Le 31 août dernier, Ali Bongo Ondimba a été déclaré vainqueur de la présidentielle au Gabon avec 49,80 % des suffrages contre 48,23 % pour son opposant Jean Ping. Aussitôt, la réélection du président sortant, fortement contestée, a entraîné une éruption de violence dans ce pays frontalier de la République du Congo et de la Guinée équatoriale.

Une semaine après l’annonce des résultats du scrutin à un tour, le camp d’Ali Bongo et celui de Jean Ping poursuivent leur bras de fer, sur fond d’inquiétude grandissante de la communauté internationale sur l’avenir du pays. Où en est-il aujourd’hui ? Etat des lieux en cinq questions.

Quelle est la situation à Libreville, la capitale ?

Le centre de la capitale a retrouvé son animation habituelle ce mardi. L’activité a repris au ralenti. Les banques et les commerces ont rouvert. Tout comme la seule raffinerie du pays, détenue à 43,8 % par Total et qui se trouve à Port-Gentil, après cinq jours d’arrêt.

Néanmoins, le calme est précaire.

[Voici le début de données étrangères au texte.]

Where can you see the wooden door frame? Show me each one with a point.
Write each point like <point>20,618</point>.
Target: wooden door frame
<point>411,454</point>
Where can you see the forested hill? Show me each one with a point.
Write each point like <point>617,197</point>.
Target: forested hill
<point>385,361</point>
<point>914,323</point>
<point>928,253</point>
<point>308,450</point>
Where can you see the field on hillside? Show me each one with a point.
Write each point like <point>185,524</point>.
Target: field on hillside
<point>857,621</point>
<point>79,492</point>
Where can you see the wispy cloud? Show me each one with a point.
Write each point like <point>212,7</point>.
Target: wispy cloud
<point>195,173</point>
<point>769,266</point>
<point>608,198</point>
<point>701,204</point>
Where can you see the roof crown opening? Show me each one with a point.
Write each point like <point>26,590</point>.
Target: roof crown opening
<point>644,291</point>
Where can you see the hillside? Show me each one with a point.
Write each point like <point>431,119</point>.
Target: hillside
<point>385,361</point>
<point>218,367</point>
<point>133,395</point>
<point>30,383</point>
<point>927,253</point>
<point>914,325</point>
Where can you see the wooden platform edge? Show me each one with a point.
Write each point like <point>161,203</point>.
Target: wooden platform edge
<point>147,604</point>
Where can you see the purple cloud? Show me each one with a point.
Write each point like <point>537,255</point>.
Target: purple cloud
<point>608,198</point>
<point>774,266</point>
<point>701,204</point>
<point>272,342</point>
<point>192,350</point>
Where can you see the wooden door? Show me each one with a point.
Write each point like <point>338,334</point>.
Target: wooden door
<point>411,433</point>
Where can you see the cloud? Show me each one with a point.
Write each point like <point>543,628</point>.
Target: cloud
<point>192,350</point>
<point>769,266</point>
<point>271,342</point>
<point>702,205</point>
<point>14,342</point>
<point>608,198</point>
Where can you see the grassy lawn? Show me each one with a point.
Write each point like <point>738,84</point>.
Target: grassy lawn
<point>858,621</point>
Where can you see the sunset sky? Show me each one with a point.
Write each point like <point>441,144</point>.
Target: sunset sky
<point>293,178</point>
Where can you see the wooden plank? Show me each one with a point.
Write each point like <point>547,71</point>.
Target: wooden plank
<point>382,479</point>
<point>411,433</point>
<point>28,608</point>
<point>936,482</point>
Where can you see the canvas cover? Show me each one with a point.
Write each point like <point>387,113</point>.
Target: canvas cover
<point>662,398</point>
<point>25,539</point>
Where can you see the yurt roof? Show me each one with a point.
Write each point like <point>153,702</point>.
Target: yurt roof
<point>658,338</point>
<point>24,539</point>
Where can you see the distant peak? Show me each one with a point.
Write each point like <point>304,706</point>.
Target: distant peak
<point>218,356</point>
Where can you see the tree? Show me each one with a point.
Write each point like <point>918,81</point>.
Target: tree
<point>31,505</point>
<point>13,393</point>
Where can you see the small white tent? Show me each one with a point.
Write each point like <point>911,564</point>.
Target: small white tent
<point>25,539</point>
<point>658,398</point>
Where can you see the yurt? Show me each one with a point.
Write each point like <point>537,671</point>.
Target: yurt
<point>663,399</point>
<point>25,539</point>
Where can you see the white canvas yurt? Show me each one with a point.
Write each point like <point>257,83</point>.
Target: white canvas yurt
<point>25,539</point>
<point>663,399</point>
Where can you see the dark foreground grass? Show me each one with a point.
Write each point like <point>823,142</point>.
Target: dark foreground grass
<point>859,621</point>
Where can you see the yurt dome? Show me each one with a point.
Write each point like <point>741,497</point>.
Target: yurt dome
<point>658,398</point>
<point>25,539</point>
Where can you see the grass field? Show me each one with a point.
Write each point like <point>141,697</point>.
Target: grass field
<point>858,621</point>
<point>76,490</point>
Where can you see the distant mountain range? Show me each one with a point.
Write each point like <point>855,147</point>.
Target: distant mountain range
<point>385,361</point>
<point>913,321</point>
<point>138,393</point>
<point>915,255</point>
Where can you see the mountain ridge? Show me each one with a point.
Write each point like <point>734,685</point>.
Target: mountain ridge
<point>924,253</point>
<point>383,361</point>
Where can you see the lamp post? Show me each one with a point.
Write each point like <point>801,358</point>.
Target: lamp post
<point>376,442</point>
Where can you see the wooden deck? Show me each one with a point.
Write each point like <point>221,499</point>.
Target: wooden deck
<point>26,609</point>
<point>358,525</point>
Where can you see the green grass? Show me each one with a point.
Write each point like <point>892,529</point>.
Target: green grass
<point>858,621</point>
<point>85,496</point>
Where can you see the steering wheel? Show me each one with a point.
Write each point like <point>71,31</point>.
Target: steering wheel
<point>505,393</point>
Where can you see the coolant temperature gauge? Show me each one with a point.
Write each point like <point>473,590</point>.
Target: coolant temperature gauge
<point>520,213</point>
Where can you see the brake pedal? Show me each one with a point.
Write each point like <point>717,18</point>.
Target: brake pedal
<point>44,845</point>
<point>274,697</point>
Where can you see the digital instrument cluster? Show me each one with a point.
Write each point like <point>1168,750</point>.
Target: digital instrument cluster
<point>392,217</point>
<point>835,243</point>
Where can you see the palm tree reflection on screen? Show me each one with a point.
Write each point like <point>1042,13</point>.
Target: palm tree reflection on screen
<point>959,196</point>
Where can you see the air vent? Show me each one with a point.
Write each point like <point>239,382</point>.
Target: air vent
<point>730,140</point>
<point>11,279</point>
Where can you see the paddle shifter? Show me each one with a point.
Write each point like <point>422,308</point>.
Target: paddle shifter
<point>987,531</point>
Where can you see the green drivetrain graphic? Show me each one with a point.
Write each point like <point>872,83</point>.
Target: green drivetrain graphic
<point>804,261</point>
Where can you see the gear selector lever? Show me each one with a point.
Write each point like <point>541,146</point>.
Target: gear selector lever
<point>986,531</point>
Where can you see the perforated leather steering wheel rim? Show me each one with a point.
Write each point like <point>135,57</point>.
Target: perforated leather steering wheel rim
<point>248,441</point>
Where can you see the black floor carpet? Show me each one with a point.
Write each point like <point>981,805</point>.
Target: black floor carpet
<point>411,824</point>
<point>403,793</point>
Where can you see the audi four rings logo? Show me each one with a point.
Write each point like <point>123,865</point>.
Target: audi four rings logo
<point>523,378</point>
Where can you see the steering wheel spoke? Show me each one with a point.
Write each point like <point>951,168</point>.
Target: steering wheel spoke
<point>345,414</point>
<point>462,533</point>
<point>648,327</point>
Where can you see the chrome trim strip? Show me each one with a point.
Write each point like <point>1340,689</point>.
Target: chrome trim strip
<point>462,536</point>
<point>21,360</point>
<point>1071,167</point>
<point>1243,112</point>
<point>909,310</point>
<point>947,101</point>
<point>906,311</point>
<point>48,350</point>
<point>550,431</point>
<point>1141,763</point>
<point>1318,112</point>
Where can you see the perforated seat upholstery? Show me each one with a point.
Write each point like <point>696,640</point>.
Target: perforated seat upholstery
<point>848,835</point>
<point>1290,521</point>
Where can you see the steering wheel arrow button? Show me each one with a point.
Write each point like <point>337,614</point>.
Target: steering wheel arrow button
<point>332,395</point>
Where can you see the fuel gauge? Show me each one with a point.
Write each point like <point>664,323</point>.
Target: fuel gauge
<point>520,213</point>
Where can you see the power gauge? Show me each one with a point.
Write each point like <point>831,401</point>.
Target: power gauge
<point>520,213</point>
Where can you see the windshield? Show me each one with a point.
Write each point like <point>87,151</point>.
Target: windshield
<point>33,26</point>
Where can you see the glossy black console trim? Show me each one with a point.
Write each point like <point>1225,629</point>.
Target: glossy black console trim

La population attend avec angoisse l’issue de la confrontation entre pouvoir et opposition. Lundi soir, Jean Ping a lancé un appel virulent à une « grève générale » pour bloquer l’économie du pays et « faire tomber le tyran ». C’est ainsi qu’il nomme son ennemi politique Ali Bongo, dont il juge la réélection frauduleuse.

Jean Ping, qui s’est autoproclamé président du Gabon vendredi soir , déclare sur son site Internet et sa page Facebook que le combat n’est pas terminé.

Par ailleurs, l’Internet, qui avait été partiellement rétabli lundi après une coupure totale de cinq jours, a été à nouveau coupé, puis rétabli et ainsi de suite, comme en témoigne l’envoyé spécial de Radio France Internationale au Gabon.

Aucune explication officielle n’a été fournie sur les raisons de cette coupure, que ce soit par les opérateurs téléphoniques ou par les autorités.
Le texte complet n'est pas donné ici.